1. click on the black colored `Study` link to see the reloaded content.


## Experiment Layouts
---

Annot provides you with a super flexible way to layout any biological experiment.
In a first step the three major axis from each biological experiment - sample,
perturbation, endpoint - are laid out on the `Acaxis` layer.
Then, these axes are pulled together on the `Assay run` layer.

For example, let's layout a lapatinib perturbation:

1. click the cyan `Set_of_Perturbation` `Add_perturbation_set` link.
1. enter the Setname: `ds-lapatinib_750nM_v1`
1. click inside the button next to `Brick:` this is a searchable drop down list.
  type `lapatinib` into the button. the list will immediately filter as you type.
  click on `compound-lapatinib_chebi49603-SelleckOwn_S1028_notavailable`.
  If you can not find lapatinib in the list because the list is still empty,
  remember that you first have to upload the bricks so that they become accessible. 
  Do so. Then the brick should appear in the drop down list.
  In this example we will only layout a lapatinib perturbation. If you would
  have to layout a 384 well plate with dozens of different perturbations keep on
  selecting all the reagent bricks you need.
1. click `Save`

Now let's layout the plate design.

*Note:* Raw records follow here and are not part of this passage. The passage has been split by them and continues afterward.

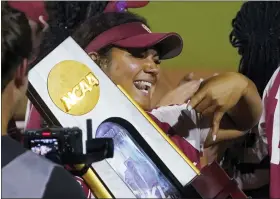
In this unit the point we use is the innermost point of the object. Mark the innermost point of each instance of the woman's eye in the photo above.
(157, 62)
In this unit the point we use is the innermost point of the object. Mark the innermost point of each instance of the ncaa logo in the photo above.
(73, 87)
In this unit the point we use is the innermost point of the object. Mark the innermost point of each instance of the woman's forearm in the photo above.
(247, 112)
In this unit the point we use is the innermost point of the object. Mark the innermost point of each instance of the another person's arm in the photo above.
(233, 102)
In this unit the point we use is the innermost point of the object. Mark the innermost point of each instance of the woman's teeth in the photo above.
(143, 86)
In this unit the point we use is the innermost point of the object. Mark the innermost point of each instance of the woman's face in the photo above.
(137, 71)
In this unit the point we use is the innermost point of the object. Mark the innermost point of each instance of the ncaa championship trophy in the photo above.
(68, 88)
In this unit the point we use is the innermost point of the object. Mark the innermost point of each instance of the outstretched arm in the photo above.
(232, 100)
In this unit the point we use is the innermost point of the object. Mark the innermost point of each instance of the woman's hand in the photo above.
(219, 94)
(187, 87)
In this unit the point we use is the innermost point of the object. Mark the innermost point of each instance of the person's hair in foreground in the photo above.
(16, 43)
(97, 25)
(127, 51)
(256, 35)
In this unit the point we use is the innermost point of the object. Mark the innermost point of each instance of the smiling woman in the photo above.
(128, 52)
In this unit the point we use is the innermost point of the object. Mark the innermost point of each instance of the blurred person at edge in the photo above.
(24, 174)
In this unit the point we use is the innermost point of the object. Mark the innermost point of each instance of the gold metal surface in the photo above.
(73, 87)
(196, 170)
(95, 185)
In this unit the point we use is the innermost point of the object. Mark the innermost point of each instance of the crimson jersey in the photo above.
(270, 125)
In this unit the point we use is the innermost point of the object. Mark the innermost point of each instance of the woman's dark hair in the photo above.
(16, 43)
(256, 34)
(64, 17)
(95, 26)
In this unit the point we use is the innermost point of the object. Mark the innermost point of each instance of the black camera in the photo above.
(59, 140)
(65, 145)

For this we will generate and edit the
acjson template script code.

1. click the cyan `Set_of_Perturbation` `Add_perturbation_set` link.
1. click in the box in front of the `ds-lapatinib750nmv1` row. The box will turn
  blue and get a tick.
1. in the `Action` drop down list choose `Download selected set's as python3 acpipe template script`
  and click `Go`.
1. open the downloaded `acpipeTemplateCode_ds-lapatinib_750nM_v1.py` file in a
  [plain text editor](https://en.wikipedia.org/wiki/Text_editor)

Let's have a look a the generated template file in detail.

The *first part* is the so called header.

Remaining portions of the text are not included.